Abstract

ABSTRACT Current art mediation practices often show experimental forms of relating “art” and “public” and are navigating in non-linear ways at the intersection of art and education. In this paper we explore what these contemporary forms of art mediation may mean, both from a theoretical and from a practice-research perspective. We describe how the “educational turn in the arts’ facilitated unconventional and experimental art mediation practices: artists included educational practices more evidently as part of their artwork and education practices were more and more seen as spaces for critical cultural practice. But what do these contemporary art mediation processes mean in terms of engaged pedagogies and politics?
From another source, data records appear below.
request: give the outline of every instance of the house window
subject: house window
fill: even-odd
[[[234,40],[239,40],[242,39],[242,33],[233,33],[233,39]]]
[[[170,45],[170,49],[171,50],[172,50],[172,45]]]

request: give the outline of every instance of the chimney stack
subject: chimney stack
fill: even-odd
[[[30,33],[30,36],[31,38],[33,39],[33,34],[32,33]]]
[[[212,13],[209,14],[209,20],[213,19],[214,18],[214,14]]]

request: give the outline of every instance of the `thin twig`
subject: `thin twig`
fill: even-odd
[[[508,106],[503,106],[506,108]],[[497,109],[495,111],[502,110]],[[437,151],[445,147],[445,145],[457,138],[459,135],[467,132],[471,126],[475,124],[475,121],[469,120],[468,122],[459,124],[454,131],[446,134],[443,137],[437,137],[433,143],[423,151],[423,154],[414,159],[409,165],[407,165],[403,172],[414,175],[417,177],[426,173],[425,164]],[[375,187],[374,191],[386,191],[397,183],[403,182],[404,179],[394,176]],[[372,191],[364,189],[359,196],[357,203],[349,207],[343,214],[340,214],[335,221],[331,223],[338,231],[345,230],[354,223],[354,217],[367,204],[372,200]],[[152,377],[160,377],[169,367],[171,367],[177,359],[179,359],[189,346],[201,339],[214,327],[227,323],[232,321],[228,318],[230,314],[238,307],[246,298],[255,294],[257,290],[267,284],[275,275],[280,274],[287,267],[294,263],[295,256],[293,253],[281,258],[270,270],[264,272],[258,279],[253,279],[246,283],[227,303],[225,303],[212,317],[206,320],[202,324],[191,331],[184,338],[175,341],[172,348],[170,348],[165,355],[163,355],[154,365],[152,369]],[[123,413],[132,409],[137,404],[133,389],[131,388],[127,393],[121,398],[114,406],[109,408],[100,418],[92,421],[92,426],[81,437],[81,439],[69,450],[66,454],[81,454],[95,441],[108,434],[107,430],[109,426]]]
How can we understand their positioning in the relation between culture and democracy? We propose an engaged research approach—“soft cartography”—to map practices of art mediation in urban networks. In this article we elaborate this research agenda in the case of Park Poétik, a Belgian example of art mediation practice. A soft cartography does not imply an exhaustive, objective mapping that nails down places, but rather investigates subjective motives and cultural dynamics and thereby starts from the perspectives of artists, mediators and citizens involved. This research approach allows us to explore how we can describe art mediation as public practices; as an enactment of a concern for “publicness” or an achievement of human togetherness in plurality. Finally we distillate a number of principles for soft cartography as an engaged research approach to map networks of art mediation.